Karşılaşılan bu zorluklar , mikro iğne tabanlı biyoalgılama teknolojisi geliştirmenin önünde büyük bir engel teşkil ediyor. Ancak bu engelleri bazılarını ortadan kaldırabilecek bir yöntem şu an var gibi görülüyor. “plazmonik florlar”, ultra parlak bir floresan nanolabel. Geleneksel floresan etiketlerle karşılaştırıldığında; plazmonik flor kullanılarak mikroiğneli yama üzerinde bir test yapıldığında, biyobelirteçler düşük konsantrasyonlarda olmalarına rağmen tespit edilebildi. Ayrıca hedef protein biyobelirteçlerinin sinyali, geleneksel florans etiketlerinin sinyalinden yaklaşık olarak 1.400 kat daha parlaktı.

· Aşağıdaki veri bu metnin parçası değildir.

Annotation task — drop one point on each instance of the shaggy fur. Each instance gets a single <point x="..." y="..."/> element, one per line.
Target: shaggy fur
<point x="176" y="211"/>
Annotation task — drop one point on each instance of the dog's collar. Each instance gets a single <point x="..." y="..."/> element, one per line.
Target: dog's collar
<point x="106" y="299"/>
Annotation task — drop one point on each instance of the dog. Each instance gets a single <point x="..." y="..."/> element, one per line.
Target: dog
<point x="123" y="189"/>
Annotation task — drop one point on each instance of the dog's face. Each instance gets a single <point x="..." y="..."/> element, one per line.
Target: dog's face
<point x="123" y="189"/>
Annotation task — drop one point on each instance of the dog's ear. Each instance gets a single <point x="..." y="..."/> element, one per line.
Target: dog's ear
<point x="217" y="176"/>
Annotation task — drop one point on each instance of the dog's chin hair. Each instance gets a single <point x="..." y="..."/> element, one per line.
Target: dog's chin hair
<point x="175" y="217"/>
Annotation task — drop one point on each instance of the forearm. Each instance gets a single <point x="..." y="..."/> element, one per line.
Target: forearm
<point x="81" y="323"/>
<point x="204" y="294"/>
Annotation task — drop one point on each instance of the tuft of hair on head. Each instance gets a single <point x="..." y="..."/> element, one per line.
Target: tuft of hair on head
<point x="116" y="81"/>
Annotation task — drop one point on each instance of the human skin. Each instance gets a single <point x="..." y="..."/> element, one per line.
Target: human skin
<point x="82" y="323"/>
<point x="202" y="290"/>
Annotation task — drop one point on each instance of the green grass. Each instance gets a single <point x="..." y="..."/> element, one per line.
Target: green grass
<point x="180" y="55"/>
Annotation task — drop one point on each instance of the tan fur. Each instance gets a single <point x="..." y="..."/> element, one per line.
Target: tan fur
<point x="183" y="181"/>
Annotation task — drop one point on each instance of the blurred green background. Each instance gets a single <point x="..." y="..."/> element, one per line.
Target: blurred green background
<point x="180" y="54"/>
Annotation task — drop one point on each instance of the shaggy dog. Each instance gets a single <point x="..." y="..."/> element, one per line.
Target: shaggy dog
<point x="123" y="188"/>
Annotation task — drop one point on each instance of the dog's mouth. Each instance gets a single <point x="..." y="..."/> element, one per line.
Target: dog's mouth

Şu an bazı sorunların ortadan kalktığı görülsede, teşhis yöntemi ve kullanımı için onaylanmadan önce kapsamlı klinik araştırmalar gerekmektedir. Dahası, interstisyel sıvıda çeşitli biyobelirteçlerin seviyeleri hala belirsizdir. Bu nedenle, araştırmacıların klinik kullanım için uygulamadan önce bu biyobelirteçlerin normal ve anormal seviyelerini belirlemeleri gerekecektir. Bu yüzden gelecek için güzel bir umut vaat eden bu yöntemin, şu anlık kullanımı için daha zamanı var gibi görünmektedir.